Who are the benefit scroungers who rip off Housing Benefit?

Obviously, the people to whom the multi billion pound benefit is paid!

But who it is actually paid to?

Despite what the Daily Hate Mail says, the benefit is not paid to unwaged people who live in rented accommodation, it is actually paid to the owners of the rented properties, some of whom are very rich individuals and most of whom make a killing from their property portfolios.

It is still possible to buy a 3 bedroom house in my area for £150K, a 25 year mortgage on such a property would be approximately £800 pcm. If we forget the 13th month for the sake of simplicity, that's £200 per week. Even with Cameron's cap on housing benefit a landlord can still scrounge a 100% profit out of a buy to let housing benefit house bought today, a good investment.

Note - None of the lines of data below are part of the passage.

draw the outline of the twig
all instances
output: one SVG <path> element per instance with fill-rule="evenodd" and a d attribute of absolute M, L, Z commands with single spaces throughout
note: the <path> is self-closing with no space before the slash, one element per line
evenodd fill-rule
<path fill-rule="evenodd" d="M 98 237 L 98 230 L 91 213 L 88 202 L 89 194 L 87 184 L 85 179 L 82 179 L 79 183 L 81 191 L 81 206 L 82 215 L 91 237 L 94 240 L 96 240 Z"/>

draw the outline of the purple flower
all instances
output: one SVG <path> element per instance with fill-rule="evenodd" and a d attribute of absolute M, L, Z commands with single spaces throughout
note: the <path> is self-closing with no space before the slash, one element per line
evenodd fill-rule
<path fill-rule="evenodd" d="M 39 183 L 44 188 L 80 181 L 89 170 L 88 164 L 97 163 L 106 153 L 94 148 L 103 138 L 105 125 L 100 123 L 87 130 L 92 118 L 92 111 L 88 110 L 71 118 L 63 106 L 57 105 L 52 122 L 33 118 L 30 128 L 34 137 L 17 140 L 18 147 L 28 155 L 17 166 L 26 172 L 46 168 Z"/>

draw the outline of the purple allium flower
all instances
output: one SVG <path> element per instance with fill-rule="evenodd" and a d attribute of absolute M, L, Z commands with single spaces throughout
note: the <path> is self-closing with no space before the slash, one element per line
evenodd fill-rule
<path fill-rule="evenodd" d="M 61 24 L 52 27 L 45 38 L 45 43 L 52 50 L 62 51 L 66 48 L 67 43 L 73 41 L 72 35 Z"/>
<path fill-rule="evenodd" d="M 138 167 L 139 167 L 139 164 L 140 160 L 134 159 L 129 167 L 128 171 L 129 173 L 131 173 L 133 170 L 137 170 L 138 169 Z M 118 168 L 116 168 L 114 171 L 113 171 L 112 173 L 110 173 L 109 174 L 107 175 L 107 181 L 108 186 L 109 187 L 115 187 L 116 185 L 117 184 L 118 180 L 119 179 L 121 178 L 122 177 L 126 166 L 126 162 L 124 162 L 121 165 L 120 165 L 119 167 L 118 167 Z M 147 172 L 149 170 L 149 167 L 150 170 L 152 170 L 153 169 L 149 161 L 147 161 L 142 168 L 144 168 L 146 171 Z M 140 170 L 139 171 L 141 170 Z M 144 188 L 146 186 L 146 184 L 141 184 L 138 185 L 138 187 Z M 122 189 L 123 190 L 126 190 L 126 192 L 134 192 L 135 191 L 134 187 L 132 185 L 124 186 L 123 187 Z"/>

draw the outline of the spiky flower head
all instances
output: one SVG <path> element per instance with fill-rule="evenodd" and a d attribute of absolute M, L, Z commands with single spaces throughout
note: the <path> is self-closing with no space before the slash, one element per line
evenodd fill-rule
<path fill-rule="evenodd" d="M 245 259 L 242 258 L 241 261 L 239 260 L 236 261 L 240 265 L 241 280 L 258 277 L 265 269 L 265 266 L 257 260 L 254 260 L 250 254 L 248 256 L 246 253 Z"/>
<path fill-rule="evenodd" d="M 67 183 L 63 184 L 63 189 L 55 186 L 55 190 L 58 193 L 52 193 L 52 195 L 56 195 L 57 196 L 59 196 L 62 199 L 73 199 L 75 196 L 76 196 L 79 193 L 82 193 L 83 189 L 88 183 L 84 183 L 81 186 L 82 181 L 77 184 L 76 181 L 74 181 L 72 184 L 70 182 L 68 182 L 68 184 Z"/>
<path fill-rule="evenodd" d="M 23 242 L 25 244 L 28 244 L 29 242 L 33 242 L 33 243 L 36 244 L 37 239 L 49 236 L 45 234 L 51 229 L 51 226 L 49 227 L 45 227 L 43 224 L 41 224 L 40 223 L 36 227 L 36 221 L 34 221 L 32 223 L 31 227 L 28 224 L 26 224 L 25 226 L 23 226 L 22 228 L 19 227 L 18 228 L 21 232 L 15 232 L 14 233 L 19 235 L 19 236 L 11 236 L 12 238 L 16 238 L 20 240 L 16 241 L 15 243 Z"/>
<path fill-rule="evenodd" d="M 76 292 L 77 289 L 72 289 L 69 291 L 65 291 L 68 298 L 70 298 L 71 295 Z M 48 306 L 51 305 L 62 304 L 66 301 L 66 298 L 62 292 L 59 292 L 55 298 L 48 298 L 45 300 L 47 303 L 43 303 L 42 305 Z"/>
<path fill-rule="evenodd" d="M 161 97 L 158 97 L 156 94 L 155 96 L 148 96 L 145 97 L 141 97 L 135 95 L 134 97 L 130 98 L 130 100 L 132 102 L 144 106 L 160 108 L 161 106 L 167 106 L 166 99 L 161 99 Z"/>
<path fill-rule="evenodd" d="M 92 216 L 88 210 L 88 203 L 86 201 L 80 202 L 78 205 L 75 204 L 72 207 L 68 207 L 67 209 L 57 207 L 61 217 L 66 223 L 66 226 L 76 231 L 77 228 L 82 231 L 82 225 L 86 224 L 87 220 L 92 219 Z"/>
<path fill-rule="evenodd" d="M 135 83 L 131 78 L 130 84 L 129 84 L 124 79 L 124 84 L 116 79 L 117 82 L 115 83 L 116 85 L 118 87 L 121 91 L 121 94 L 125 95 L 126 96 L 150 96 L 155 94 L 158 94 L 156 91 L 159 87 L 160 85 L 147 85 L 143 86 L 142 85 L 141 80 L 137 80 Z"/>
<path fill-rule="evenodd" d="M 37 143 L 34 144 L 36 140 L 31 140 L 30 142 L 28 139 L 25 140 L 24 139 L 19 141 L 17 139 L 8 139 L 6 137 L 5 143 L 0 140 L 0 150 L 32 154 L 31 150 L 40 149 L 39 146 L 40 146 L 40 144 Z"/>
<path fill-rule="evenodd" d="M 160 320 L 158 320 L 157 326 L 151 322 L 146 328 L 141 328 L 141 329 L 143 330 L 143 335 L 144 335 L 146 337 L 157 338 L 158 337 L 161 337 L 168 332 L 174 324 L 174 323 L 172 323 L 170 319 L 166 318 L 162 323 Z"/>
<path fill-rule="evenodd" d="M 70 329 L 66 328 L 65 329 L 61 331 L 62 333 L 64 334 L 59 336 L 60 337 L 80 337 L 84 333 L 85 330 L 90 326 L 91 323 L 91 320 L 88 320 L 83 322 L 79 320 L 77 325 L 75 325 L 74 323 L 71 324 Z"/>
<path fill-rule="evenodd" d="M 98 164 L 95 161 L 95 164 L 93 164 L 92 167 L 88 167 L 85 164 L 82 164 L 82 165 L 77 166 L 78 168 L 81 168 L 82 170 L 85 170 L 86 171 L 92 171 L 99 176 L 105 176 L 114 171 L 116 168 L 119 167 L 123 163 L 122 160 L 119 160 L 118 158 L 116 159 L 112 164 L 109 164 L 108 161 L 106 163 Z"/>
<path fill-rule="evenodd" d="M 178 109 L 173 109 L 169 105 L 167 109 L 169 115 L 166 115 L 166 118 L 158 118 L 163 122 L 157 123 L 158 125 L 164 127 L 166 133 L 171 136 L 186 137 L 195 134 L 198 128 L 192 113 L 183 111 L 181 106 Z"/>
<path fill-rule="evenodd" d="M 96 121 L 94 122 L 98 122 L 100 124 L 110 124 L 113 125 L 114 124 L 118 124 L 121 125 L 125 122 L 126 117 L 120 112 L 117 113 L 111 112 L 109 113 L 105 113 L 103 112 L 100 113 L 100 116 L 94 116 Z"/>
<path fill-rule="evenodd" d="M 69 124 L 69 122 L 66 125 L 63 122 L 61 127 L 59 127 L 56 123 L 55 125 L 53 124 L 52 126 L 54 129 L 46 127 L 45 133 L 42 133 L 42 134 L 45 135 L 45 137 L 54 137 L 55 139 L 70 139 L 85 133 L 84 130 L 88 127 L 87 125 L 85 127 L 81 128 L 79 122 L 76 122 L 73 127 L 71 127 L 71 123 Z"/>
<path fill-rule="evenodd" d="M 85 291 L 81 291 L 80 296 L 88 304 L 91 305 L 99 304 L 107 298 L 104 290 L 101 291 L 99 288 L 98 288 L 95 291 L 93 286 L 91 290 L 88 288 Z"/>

As time goes by house prices rise and rents rise too. Mortgage costs fluctuate but not by a huge amount. So if I had bought a house for £60k 12 years ago my mortgage repayments would now be about £250 pcm, £65 a week and I could be scrounging a 400% state profit from my investment, without taking into account the increased value of the initial investment. If my investment term was coming to its end I would probably be paying a mortgage of about £10 a week – and still be getting £400 per week rent – nice work if you can get it!

Many of the homes that are being rented for these giddy profits are former council houses, many of the people for whom the rents are being paid are the people who would have been housed by councils in days gone by - if the council housing stock hadn't been sold off.

Council House / Housing Association rents in this area are about £70 a week.

It is not rampant socialism or un-conservative to suggest that if the state is paying for housing the poorest in our communities that the state should get the best bang for its bucks. Paying Rachman type landlords to become multi millionaires from state benefits is not good stewardship of the public purse.

The £11 billion paid in housing benefit each year would build a hell of a lot of social housing. Using it to provide social housing would be the best economic answer to this part of the benefit overspend.


  1. Interesting, some years ago I was renting a flat in Butetown, my rent was £275 a month, but the council would only pay £250 a month - claiming that £250 a month was a reasonable maximum for my area. Now at the time Butetown consisted of a large tranch of council and housing association property, maximum rent around £200 per month for a one bedroom unfurnished flat. The private rental sector were new builds (mainly buy to let properties) where the rental for a one bed unfurnished was £350 per month.

    It was true that elsewhere - though not in Butetown - there were furnished bedsits for £40 per week. Ten years ago there seemed to be a consensus that the unemployed should sell their belongings and move into one of these bedsits!

    Looking at the same buy to let properties in Cardiff you are probably talking of £500 - £750 per month for one bedroomed flats, most furnished.

    I welcome caps on rent - but only if its realistic, I'd welcome investment in social housing. We have some of the most expensive rented property in Europe, and some of that has been as a result of government policy in a number of areas. The buy to let boom certainly was helped by it.

  2. The buy-to-let brigade have helped spiral up house prices and rental prices over the past decade. A tax on their earnings - for using a home as a business - would recoup some profits and might also help to depress private rental costs.
    As you say, many ex-council houses are now rented out so you can see a council house rented for £280 a month next to a private rented house for £450 a month. It's a nonsense.

  3. High rents nothing to do with high levels of immigration then?